BRIDPORT Town Council’s experiment in engaging the public in its business saw one person in the audience.

For the first time councillors set aside 45 minutes at the beginning of their meeting for an open public forum.

The topic on the agenda was how to increase public participation in local government.

But there was only one person in the audience and she did not want to speak.

So councillors agreed to discuss the topic on their own.

Cllr Kelvin Clayton said he thought the topic would be a good one because democracy was so much in the news.

He said: “No one least of all me thinks democracy is perfect but it is the best of all the other options. So the question is how do we improve democracy? How do we get members of the public more involved particularly with the town council?”

He said he’d hoped the public would come in with lots of ideas and start a dialogue but that hadn’t happened.

Mayor Ros Kayes said: “Inviting people to a meeting clearly isn’t enough.”

Cllr Sandra Brown said the way to engage the public was to get them really angry.

She said: “You do need to get the public really angry to make them come.

“My very first full council as mayor we’d been talking about pedestrianising South Street and we’d also been talking about getting the town hall done and moving the butcher’s shop.

“This place was full and they all came dressed in black as if it was for a funeral.”

Cllr Clayton said his fear would be that approach would just perpetuate the ‘us and them’ with people simply protesting about council suggestions.

He said: “My point is we should have more of a collaboration.”
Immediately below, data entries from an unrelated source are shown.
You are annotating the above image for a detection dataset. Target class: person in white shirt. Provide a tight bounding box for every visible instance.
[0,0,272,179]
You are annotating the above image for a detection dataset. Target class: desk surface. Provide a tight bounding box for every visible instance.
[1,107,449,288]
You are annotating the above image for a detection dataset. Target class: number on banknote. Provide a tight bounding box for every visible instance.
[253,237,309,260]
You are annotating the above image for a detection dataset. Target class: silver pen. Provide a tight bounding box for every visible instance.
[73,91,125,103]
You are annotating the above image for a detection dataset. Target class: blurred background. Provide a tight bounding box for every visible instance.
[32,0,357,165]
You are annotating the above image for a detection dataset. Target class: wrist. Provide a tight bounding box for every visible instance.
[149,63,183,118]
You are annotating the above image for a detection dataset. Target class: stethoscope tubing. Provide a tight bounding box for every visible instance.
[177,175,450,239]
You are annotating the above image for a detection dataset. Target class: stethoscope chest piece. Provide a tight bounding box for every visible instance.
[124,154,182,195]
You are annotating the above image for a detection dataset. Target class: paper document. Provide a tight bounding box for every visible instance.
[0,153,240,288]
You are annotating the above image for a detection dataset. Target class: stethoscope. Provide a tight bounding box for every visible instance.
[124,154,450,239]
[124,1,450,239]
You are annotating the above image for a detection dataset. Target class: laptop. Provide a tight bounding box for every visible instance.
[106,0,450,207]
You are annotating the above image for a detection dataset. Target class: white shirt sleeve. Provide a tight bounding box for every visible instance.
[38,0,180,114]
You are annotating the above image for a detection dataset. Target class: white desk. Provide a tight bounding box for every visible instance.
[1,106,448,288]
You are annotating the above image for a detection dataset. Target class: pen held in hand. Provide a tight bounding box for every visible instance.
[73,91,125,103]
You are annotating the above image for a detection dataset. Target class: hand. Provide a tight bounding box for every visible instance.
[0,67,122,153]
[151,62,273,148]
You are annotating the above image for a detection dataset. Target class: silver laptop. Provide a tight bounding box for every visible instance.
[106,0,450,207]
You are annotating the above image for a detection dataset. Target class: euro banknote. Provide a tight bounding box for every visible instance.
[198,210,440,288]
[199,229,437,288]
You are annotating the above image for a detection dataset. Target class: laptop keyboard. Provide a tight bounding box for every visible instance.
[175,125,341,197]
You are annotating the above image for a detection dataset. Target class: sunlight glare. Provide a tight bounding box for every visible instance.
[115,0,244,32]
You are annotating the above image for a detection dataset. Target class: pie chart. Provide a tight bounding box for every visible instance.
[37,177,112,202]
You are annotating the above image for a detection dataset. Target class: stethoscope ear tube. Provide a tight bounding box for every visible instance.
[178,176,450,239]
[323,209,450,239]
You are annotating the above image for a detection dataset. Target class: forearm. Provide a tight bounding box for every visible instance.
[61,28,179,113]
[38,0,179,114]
Dave Rickard said: “I like to think this council works by consensus politics. Real politics is about people and doing things.

“Even though it sounded like a good idea to have this discussion clearly it didn’t fire the imagination.”

He said work on the neighbourhood plan had actually increased democracy almost more than anything else in the last eight years and all of the people involved were not councillors.

Cllr Julian Jones said the council needed to have proposals for significant improvements to Bridport to engage people.

He said: “Obviously South Street pedestrianisation would be heavily supported by the people of Bridport. There would be opponents but the vast number of people would be energised and they would be extremely pleased to come along.”

He said the Green Party would be putting forward the idea in the future.

Council leader SarahWilliams said the subject had come up off and on over the past eight years and the council was waiting for a county council’s feasibility study and when that was done the idea would be discussed.